The night began with cocktails at Quince, and my girlfriends kept the wine flowing once we sat down at Cotogna. I’m no expert in a good grape, but I thoroughly enjoyed our selections: a rosato spumante and lambrusco. I can, however, identify a fantastic carb, and will therefore attest to the quality of the complimentary focaccia: pillowy, pliant, with just the right amount of chew and fragrance of olive oil. It was an excellent vehicle for our appetizers.
The Di Stefano burrata, a nightly special, came topped with sea urchin and jalapeno: cool and milky, with a nice hit of salt and spice.
This was my first time having sformato, a dish reminiscent in texture to a savory, custard-y flan. This broccoli di ciccio version came served with anchovy and Calabrian chilis. It was a perfect springtime app — light, refreshing, green.
There’s not much to say about this flavorful classic: prosciutto with juicy peaches, Star Route Farm arugula, and scattered walnuts.
We planned on sharing a burrata, tomato, and oregano pizza, but were served one with buffalo mozzarella, new-crop zucchini, and ramps instead. It was a happy accident, because we got a gracious apology and two delicious pies out of it! Who are we to complain?
I absolutely loved my friend’s tagliatelle with Devils Gulch rabbit and fiddlehead ferns, though it was a bit too meat-heavy for her typically vegetarian palate. Eaters of all stripes, however, appreciated the simple but satisfying gnocchi with pesto alla Genovese and spring shallots.
The birthday girl chose the excellent sunchoke tortelloni, stuffed with ramps and creamy caciocavallo cheese, for her main course. I went with a non-pasta dish: perfectly grilled Alaskan halibut, paired with a fresh spring vegetable ragu.

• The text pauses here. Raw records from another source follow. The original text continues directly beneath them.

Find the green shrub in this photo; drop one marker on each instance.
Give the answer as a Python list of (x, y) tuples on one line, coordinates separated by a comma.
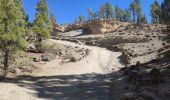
[(47, 46)]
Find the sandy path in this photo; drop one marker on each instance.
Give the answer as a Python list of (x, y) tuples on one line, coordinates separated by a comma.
[(83, 80), (100, 61)]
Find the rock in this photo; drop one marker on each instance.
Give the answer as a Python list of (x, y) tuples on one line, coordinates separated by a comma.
[(146, 95), (31, 47), (26, 69), (72, 59), (48, 57), (131, 87), (129, 96), (155, 75), (89, 43), (36, 59), (17, 71)]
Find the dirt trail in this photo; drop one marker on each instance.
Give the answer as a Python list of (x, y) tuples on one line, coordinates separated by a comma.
[(88, 79)]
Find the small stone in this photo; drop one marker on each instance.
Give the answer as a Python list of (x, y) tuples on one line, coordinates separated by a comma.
[(17, 71)]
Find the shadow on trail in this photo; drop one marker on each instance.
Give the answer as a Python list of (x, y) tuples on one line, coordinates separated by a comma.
[(70, 87)]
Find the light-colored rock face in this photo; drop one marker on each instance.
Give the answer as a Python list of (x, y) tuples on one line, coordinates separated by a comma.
[(97, 26)]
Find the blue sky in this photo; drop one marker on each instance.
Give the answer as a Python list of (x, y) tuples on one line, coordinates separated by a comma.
[(66, 11)]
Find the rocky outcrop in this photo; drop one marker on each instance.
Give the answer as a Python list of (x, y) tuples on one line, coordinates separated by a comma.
[(57, 28), (97, 26)]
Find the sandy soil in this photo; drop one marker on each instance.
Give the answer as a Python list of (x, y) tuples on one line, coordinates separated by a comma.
[(86, 79)]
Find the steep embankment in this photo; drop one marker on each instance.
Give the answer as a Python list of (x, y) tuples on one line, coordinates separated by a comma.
[(99, 60), (82, 80)]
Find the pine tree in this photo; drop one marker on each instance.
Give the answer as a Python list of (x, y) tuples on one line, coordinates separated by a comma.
[(102, 12), (42, 24), (155, 12), (143, 20), (126, 16), (109, 10), (12, 29), (52, 18), (132, 8), (118, 13), (136, 10), (165, 15), (90, 11)]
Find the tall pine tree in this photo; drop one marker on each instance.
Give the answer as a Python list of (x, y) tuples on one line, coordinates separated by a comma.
[(42, 24), (109, 10), (165, 15), (12, 29)]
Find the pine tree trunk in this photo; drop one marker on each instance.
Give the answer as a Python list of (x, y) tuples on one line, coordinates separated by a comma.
[(6, 59)]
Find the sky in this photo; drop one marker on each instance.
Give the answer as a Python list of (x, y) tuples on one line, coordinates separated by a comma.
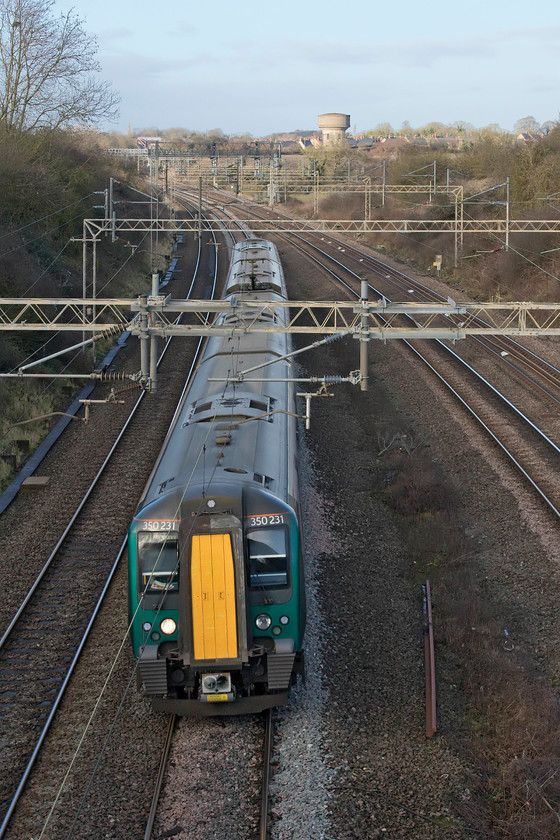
[(266, 68)]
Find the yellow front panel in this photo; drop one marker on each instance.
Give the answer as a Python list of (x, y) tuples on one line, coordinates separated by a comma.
[(213, 597)]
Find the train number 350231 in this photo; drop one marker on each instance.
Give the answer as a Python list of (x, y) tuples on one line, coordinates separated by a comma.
[(267, 519)]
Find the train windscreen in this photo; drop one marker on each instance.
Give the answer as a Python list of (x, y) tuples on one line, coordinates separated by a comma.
[(268, 557), (158, 560)]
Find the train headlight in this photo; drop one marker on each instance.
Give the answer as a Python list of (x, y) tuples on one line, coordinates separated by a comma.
[(263, 621), (168, 626)]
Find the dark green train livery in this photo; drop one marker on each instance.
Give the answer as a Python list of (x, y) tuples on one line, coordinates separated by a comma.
[(216, 590)]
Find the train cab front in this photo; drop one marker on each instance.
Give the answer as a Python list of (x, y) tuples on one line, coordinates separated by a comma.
[(219, 615)]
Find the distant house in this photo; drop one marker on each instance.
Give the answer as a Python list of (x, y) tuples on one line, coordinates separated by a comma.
[(361, 142), (289, 146)]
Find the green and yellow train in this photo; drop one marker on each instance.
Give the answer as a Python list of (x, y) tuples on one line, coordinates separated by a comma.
[(216, 585)]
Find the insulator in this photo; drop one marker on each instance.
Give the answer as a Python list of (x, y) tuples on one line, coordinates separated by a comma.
[(115, 329), (334, 337)]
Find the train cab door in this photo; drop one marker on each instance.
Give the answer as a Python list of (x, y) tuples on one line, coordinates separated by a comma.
[(214, 605), (213, 602)]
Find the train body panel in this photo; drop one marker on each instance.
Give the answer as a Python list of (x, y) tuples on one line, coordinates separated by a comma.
[(216, 594)]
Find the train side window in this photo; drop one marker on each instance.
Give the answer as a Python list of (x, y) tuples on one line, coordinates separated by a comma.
[(158, 560), (268, 557)]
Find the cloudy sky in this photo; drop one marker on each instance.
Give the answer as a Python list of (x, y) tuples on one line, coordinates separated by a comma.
[(271, 67)]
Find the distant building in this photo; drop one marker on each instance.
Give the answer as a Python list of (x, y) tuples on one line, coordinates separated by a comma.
[(333, 127)]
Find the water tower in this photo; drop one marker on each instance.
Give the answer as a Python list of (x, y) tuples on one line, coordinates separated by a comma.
[(333, 127)]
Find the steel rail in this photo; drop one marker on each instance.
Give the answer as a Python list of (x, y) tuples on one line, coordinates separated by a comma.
[(484, 381), (267, 754), (56, 703), (160, 778)]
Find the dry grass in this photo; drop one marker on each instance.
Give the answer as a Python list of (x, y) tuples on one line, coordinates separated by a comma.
[(512, 710)]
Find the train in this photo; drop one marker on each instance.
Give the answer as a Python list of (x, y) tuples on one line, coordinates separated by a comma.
[(216, 572)]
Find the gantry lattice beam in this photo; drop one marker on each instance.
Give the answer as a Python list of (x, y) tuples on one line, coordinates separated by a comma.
[(159, 316), (96, 227)]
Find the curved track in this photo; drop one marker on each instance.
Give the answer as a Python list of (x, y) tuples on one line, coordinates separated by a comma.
[(42, 643)]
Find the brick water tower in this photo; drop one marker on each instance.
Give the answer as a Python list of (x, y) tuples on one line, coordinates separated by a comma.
[(333, 127)]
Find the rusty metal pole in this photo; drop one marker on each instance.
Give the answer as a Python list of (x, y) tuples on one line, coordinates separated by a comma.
[(153, 338), (364, 337)]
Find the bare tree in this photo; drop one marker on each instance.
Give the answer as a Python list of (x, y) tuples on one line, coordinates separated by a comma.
[(47, 67), (526, 125)]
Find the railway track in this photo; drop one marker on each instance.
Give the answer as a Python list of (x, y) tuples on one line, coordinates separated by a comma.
[(156, 826), (43, 641), (530, 448)]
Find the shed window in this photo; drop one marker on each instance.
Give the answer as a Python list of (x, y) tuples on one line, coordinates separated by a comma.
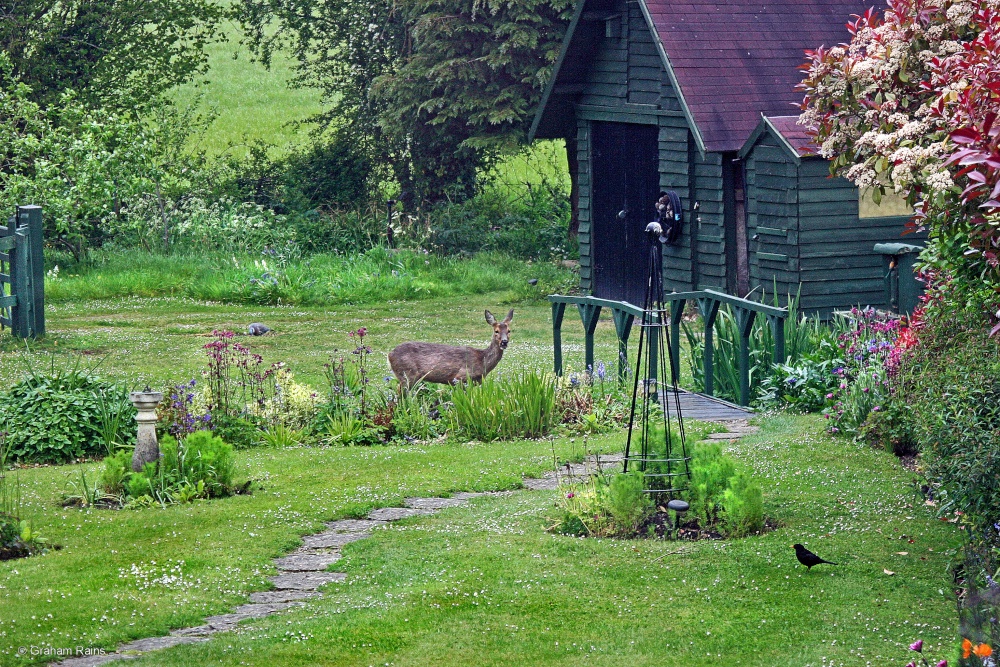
[(891, 205)]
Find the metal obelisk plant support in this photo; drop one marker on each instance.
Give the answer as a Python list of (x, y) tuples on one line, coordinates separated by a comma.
[(147, 449), (662, 455)]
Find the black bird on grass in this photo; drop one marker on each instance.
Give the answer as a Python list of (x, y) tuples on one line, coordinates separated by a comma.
[(808, 558)]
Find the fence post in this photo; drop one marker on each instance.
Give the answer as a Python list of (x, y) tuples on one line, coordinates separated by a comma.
[(778, 331), (709, 309), (744, 322), (623, 325), (558, 310), (676, 313), (590, 314), (21, 315), (31, 216)]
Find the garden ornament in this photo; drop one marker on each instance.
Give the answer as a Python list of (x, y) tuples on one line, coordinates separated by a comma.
[(257, 329), (147, 449)]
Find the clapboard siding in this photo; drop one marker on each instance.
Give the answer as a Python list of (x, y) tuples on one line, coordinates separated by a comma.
[(772, 219)]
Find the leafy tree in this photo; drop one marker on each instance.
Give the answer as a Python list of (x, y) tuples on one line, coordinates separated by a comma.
[(911, 104), (118, 53), (435, 88)]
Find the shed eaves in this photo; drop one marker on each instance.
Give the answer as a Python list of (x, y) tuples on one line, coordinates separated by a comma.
[(735, 60)]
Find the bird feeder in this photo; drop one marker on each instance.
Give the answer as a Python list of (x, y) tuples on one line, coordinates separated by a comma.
[(147, 449)]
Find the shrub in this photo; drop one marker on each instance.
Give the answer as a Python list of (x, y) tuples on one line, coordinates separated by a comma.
[(199, 466), (64, 414), (802, 387), (505, 407), (628, 505), (711, 471), (743, 506)]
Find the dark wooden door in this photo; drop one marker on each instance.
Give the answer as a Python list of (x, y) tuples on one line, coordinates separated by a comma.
[(626, 185)]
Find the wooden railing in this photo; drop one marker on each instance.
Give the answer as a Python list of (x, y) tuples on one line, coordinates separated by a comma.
[(745, 313)]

At this point, everyone around the table had some very happy, full bellies… but we are nothing if not persistent. There was no way we were leaving Cotogna without swooping in on their dessert menu.

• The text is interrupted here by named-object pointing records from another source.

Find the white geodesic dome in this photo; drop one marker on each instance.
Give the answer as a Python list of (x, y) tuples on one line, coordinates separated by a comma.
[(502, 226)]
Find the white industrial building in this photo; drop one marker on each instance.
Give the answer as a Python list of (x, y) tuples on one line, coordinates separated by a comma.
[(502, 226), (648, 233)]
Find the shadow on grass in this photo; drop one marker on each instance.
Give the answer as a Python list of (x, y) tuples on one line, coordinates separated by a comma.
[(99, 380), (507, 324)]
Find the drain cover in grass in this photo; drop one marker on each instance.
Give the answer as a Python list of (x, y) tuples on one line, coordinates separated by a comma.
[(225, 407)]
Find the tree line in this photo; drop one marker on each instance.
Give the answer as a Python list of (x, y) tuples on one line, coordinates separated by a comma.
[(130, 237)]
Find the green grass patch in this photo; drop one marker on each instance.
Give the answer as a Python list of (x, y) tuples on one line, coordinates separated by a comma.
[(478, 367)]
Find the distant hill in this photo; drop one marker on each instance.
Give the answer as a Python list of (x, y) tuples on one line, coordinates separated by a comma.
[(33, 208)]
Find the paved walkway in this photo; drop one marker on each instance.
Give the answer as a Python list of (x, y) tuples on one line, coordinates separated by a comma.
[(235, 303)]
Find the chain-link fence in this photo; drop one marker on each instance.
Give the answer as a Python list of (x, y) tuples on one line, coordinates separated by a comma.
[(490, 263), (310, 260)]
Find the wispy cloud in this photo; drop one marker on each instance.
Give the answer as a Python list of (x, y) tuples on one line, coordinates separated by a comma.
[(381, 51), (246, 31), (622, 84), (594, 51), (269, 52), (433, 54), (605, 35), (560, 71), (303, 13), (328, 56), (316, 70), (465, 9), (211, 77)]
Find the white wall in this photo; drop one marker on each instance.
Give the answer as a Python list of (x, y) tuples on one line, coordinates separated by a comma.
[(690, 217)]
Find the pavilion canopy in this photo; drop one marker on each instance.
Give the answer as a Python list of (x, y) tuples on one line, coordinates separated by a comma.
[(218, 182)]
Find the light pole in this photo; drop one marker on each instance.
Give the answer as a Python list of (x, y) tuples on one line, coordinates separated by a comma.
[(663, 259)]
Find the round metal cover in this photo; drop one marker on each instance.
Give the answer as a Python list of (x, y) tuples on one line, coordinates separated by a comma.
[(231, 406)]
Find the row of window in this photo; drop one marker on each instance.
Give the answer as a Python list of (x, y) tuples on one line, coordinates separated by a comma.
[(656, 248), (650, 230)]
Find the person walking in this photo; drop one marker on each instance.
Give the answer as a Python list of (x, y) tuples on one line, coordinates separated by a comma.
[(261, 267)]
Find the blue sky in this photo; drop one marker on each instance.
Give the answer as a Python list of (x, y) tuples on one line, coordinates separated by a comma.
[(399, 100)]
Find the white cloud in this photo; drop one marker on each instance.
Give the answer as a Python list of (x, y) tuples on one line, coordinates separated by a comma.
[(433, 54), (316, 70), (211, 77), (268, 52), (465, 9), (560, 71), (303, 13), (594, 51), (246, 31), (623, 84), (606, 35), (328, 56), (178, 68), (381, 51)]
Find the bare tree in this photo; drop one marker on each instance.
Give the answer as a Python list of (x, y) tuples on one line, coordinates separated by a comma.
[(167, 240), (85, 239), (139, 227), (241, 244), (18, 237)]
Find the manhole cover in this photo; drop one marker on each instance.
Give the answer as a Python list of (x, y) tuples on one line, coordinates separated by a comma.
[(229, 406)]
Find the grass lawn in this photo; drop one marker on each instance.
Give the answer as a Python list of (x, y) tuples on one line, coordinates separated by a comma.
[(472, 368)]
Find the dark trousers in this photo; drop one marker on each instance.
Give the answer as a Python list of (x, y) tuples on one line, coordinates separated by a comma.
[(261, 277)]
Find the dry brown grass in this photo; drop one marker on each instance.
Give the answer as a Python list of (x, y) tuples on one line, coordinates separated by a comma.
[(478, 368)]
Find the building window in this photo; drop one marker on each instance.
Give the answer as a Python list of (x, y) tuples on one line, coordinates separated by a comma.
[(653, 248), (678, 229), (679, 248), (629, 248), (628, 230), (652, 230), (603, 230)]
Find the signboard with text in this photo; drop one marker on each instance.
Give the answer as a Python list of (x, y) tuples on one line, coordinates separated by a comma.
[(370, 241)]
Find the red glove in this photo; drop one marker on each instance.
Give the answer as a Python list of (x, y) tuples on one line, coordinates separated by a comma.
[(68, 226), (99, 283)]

We amused ourselves by making fun of the pretentious naming of the K&J Farm stone fruit — but fell silent once the silky, flavorful peaches and nectarines came out. Served with almond cake, passion fruit, and an unexpected (but very welcome) scoop of ice cream, this ranked as one of our favorite sweets at the table. On the darker side of things was the decadently delicious gianduja bar with pralines and dark chocolate gelato. Our two other desserts fell somewhere between these two on the spectrum of light and heavy: a clean, milky fior di latte gelato with funky saba syrup; and an utterly divine butterscotch budino draped in caramelized scotch and addictive streusel.

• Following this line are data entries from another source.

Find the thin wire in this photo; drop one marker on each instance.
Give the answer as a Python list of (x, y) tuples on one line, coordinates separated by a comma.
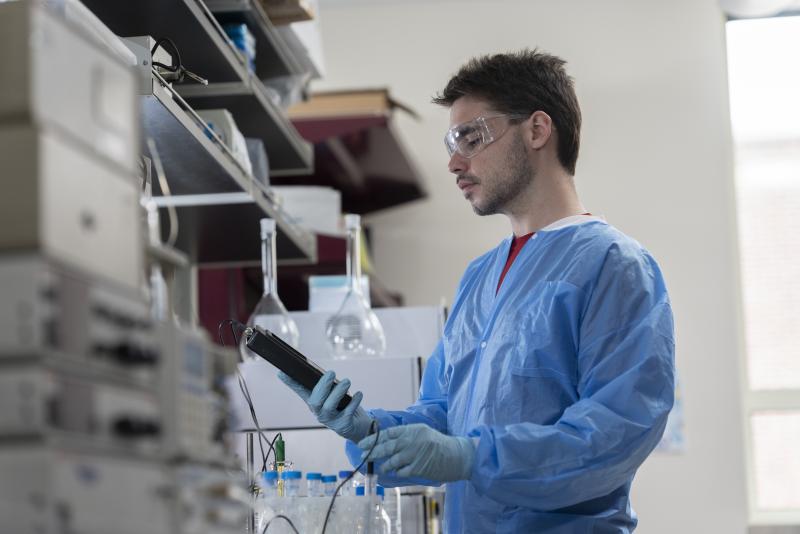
[(246, 394), (373, 425), (279, 516), (160, 43), (165, 191)]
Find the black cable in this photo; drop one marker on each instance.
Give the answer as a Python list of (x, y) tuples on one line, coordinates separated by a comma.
[(279, 516), (246, 394), (373, 427), (160, 43)]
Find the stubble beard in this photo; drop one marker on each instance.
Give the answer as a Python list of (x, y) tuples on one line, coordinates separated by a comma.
[(507, 183)]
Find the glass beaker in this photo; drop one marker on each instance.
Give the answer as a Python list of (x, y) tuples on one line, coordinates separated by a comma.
[(270, 313), (354, 330)]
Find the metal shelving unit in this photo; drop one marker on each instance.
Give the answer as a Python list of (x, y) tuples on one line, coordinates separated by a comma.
[(223, 229), (218, 215), (257, 116), (204, 49), (218, 202), (273, 56), (193, 162)]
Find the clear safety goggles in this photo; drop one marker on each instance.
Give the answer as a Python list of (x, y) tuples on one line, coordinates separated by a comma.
[(471, 137)]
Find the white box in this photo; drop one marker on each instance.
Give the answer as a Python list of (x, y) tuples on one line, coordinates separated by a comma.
[(44, 491), (73, 207), (53, 74), (315, 208)]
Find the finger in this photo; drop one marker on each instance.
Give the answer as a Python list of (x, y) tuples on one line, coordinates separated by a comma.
[(331, 405), (383, 449), (321, 391), (351, 408), (301, 391), (366, 443), (407, 471), (396, 462)]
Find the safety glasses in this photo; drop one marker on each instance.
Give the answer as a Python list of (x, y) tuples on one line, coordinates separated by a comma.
[(471, 137)]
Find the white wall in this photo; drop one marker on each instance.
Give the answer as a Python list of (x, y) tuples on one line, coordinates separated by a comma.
[(656, 161)]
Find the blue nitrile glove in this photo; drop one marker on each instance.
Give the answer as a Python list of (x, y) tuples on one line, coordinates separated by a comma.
[(351, 423), (420, 451)]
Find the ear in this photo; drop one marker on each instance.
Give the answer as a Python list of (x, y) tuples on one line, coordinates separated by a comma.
[(539, 129)]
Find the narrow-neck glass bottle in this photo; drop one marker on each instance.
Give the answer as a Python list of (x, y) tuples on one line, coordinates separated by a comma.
[(354, 330), (270, 313)]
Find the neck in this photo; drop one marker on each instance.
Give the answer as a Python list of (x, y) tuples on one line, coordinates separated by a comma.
[(551, 197)]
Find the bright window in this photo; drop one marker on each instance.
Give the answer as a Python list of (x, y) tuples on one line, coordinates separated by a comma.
[(764, 81)]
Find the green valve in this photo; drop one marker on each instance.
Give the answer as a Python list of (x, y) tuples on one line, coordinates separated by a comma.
[(280, 450)]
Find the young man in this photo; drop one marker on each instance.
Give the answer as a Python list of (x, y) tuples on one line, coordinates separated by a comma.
[(554, 377)]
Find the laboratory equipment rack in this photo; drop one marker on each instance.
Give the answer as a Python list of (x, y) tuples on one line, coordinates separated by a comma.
[(213, 195), (273, 57), (218, 214)]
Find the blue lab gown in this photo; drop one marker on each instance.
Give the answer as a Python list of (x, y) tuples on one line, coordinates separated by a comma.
[(564, 380)]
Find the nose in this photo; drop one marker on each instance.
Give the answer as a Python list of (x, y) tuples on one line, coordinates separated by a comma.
[(458, 164)]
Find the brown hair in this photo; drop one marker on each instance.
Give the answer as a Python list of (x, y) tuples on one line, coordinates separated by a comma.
[(521, 83)]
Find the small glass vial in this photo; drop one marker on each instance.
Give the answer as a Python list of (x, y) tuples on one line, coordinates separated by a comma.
[(269, 487), (362, 490), (329, 485), (348, 490), (291, 483), (314, 481)]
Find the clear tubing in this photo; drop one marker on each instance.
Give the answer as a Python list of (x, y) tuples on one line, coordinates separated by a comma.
[(269, 256), (354, 253)]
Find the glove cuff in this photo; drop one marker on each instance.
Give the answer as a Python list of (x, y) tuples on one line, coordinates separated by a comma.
[(467, 447), (361, 424)]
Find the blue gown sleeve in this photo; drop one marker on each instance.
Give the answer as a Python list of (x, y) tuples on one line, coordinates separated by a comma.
[(625, 392), (430, 409)]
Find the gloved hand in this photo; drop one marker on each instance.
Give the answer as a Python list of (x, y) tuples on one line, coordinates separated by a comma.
[(351, 423), (420, 451)]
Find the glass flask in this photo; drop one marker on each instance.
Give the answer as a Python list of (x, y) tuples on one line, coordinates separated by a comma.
[(354, 330), (270, 313)]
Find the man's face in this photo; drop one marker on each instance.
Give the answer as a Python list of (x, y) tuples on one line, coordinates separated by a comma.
[(491, 179)]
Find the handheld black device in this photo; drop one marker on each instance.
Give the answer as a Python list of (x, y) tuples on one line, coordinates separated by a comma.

By the time we’d scooped the last of the budino out of its ramekin, the restaurant was winding down its busy weeknight service. The entire time, our waitstaff had been incredibly patient, attending to questions and pacing our dinner evenly. It’s clear from my experiences at both Quince and Cotogna that Michael Tusk and company run a tight ship; there was not a thing left to be desired. We were totally knocked off our feet by the quality of the food — and knocked out by the quantity. A fitting dinner for a wonderful friend!